Nu ik om half acht zondagmorgen op Schiphol van een koffie zit te genieten, is het een mooi moment om eens te kijken met een buitenlandse bril naar Nederland. Ik lees veel over crisis. In de politiek, de woningmarkt en de economie. Maar wat hebben we het eigenlijk goed in ons kleine lapje grond aan de Noordzee. De meesten mensen zijn gezond en relatief gelukkig. Als je een beetje doortrapt is werkelijk alles veilig met de fiets bereikbaar (zie ik in Australië nog niet gebeuren) en anders is er een auto of trein beschikbaar.
We zijn een gidsland voor de telecomindustrie, technologisch vooruitstrevend en voorzien van een prachtige, stabiele infrastructuur. Onze telecombedrijven als Xelion, Enreach, Voys en Dstny (niet helemaal Nederlands, maar soit) zijn internationaal alom vertegenwoordigd en gerespecteerd. We gebruiken geen fax (hoi Duitsland en Oostenrijk)!. En ondanks dat we, vooral tijdens een groot sportevenement, minimaal Europees kampioen zeiken zijn, hebben we vooral een positieve kijk op het (bedrijfs-)leven. Onze pragmatiek is beroemd! Waarom board ik dan zo meteen een 31 uur durende vlucht?

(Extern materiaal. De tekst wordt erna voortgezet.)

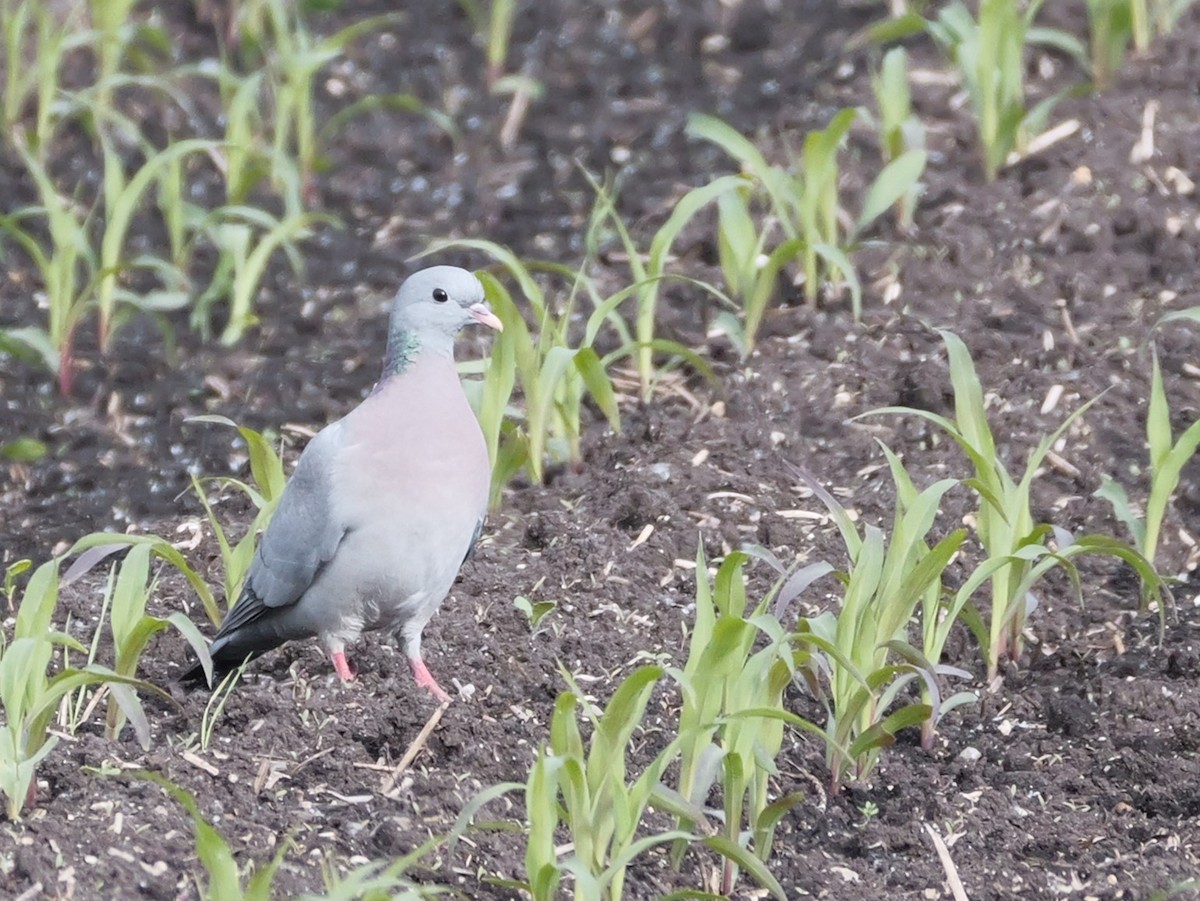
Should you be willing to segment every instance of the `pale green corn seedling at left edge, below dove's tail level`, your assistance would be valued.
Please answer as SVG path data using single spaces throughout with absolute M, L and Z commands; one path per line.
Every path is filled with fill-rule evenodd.
M 89 663 L 64 667 L 49 674 L 56 648 L 86 654 L 78 641 L 52 630 L 59 599 L 59 563 L 42 564 L 25 585 L 12 639 L 0 636 L 0 793 L 6 798 L 8 819 L 20 818 L 32 798 L 37 765 L 58 744 L 48 729 L 64 697 L 88 685 L 106 685 L 133 723 L 143 747 L 150 745 L 150 723 L 137 691 L 170 697 L 148 683 Z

Een beetje avontuur. Opschudden. Met beide benen vooruit het onbekende induiken. Een beetje een midlifecrisis wellicht, maar wel één waar ik enorm veel zin in heb. En aangezien er vast wel iets te vertellen valt over de verschillen en overeenkomsten tussen het verre, verre Oosten en NL, hoop ik dat u de komende tijd even meeleest. En net zo trots bent op “ons landje”.
En dat EK?
Gaan we winnen.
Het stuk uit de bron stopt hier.